Она опускает голову, чтобы я не видел, как она улыбается.
– Вы меня боитесь?
– Вас нет. А вот их боюсь. Особенно…
Она даже не решается произнести вслух страшного имени, но я думаю, всякий, учившийся в Хогвартсе, без труда скажет, кого может бояться на этом острове юное создание, тем более, маггла. Ей капитан Довилль, вероятно, кажется ожившей картинкой из страшных книжек про разбойников и злых колдунов, поднимающих мертвецов из могил.
– Он велел вам выпить то, что в этих флаконах.
– Что, все мне одному?
– Нет, Вам только три, Гарри, остальные надо дать Вашему другу, но он спит, а я теперь не знаю, как быть.

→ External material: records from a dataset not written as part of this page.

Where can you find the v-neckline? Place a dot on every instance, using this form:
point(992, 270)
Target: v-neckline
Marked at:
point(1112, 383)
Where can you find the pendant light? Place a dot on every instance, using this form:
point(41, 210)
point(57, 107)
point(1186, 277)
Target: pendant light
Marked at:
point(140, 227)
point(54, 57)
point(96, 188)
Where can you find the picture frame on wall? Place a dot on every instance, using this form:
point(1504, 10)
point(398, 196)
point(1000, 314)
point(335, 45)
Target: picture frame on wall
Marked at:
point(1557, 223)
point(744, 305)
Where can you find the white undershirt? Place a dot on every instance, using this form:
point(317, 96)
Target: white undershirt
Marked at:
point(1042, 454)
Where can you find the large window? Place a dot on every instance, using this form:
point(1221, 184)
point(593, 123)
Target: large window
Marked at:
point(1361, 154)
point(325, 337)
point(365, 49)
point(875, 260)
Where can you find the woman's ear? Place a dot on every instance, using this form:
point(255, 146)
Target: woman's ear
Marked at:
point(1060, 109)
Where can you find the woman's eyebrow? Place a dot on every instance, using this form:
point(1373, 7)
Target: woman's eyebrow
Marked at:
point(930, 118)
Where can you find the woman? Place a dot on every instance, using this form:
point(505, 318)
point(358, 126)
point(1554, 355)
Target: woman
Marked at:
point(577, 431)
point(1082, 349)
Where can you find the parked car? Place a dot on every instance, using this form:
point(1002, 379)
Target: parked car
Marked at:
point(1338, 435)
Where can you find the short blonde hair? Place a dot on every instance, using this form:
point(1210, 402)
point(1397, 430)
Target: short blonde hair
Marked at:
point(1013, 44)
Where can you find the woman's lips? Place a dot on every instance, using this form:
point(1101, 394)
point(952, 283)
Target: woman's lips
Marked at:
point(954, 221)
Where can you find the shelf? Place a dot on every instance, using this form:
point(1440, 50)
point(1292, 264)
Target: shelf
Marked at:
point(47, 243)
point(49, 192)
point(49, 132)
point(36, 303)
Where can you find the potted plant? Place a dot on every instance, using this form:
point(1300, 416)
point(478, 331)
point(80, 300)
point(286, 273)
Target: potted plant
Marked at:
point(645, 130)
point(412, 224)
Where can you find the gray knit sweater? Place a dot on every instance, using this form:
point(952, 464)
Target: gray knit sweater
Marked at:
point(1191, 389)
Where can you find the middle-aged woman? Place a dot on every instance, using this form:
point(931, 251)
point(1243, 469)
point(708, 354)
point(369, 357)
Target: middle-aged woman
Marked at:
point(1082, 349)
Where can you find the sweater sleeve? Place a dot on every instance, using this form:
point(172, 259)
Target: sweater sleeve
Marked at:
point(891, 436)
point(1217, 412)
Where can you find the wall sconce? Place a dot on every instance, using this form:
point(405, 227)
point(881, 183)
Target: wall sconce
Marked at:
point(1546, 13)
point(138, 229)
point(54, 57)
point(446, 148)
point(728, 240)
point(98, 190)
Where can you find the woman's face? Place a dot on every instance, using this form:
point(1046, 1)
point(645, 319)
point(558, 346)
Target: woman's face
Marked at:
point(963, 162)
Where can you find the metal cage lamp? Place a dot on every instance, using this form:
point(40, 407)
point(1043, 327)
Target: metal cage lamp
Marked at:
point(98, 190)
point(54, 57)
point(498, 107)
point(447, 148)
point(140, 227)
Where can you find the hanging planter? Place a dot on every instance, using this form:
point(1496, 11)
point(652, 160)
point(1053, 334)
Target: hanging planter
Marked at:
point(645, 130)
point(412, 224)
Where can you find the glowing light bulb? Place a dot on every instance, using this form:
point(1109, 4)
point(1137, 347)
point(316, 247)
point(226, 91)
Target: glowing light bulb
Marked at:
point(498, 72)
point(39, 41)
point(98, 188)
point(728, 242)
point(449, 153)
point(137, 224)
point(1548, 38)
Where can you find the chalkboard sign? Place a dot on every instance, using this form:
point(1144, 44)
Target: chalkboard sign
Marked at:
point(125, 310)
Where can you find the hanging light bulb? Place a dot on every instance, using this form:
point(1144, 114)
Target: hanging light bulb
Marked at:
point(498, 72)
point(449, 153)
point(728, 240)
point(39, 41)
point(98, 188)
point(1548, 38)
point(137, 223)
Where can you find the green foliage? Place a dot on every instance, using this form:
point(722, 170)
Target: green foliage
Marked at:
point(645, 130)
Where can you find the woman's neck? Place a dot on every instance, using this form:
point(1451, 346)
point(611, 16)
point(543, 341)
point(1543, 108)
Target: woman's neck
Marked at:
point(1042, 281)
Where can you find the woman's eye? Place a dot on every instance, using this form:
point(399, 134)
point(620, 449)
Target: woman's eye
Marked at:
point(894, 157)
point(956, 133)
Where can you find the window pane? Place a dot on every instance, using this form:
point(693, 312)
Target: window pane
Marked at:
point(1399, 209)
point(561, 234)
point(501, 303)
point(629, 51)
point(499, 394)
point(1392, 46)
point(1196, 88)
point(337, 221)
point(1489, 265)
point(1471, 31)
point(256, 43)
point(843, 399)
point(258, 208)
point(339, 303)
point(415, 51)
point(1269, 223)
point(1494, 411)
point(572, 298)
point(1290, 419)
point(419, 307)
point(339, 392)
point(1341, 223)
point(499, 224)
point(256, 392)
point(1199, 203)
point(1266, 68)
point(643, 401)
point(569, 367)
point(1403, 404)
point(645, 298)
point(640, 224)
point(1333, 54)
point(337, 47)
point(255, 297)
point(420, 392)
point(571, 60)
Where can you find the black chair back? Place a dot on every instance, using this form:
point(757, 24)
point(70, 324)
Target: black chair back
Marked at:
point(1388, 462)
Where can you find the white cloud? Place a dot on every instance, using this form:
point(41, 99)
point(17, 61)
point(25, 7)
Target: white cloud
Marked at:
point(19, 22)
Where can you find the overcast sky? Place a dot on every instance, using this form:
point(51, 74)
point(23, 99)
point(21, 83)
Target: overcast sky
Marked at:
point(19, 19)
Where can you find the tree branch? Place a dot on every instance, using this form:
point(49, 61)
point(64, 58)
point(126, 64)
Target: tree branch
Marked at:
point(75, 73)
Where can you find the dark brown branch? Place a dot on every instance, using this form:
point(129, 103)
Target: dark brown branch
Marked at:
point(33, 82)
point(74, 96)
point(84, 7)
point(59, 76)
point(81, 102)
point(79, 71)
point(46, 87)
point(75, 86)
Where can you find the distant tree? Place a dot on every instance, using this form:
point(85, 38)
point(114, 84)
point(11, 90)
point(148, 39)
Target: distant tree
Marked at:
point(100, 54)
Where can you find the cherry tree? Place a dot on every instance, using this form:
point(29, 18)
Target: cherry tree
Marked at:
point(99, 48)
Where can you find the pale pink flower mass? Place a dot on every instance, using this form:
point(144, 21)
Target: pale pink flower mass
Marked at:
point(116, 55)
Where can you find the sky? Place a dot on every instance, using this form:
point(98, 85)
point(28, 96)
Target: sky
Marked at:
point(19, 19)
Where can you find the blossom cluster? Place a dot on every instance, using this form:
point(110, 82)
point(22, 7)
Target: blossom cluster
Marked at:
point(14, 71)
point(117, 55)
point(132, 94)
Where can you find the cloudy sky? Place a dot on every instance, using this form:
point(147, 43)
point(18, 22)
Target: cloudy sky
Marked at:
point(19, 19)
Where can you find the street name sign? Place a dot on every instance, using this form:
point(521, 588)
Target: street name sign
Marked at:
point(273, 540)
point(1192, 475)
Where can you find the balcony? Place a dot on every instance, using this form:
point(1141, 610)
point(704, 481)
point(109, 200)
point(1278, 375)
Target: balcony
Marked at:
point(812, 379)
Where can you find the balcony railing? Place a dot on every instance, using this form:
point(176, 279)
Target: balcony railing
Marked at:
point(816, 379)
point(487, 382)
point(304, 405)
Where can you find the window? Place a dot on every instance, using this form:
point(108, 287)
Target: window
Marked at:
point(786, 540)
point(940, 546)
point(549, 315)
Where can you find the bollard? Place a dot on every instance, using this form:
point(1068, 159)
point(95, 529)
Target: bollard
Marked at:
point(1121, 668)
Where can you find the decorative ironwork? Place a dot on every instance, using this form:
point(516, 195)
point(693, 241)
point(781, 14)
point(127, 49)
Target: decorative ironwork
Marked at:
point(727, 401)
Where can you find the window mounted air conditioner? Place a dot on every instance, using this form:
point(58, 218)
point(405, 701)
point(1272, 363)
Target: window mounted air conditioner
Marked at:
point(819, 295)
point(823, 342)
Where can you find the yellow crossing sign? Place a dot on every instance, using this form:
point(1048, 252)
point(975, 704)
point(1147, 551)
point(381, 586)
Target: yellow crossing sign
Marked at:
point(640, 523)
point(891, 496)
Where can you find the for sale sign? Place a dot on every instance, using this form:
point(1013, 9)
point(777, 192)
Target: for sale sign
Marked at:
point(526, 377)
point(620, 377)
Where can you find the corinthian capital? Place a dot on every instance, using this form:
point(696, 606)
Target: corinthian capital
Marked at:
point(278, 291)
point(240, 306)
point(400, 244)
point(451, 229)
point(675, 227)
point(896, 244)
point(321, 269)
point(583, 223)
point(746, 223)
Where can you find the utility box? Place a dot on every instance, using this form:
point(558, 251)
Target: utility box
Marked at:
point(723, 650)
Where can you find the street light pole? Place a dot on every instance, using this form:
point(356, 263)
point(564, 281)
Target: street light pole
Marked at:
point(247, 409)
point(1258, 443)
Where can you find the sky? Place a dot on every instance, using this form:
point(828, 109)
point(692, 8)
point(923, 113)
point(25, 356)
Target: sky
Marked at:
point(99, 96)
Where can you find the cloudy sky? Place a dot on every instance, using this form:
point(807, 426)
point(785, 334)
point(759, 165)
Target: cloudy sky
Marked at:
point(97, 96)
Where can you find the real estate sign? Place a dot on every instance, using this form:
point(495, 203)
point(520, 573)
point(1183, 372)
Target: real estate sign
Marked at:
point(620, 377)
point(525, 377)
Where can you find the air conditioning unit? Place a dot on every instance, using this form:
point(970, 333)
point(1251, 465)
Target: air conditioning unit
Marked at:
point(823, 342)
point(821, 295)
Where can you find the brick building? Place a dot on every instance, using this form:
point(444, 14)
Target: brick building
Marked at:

Потому что он потом будет спрашивать, пили ли вы лекарства. Пожалуйста…
– Лиз, я сейчас разбужу Рона и все сделаю, хорошо? А Вы скажете, что все прошло, как надо? Идет?
Она не знает, можно ли согласиться на мое предложение, столь явно нарушающее отданное ей распоряжение. Видя совершенно искренний испуг, почти ужас в ее глазах, я начинаю тормошить рыжего. Он невнятно бурчит что-то со сна, потом приоткрывает глаза, видит меня, улыбается, и тут же пытается заснуть вновь, но я не позволяю ему это сделать.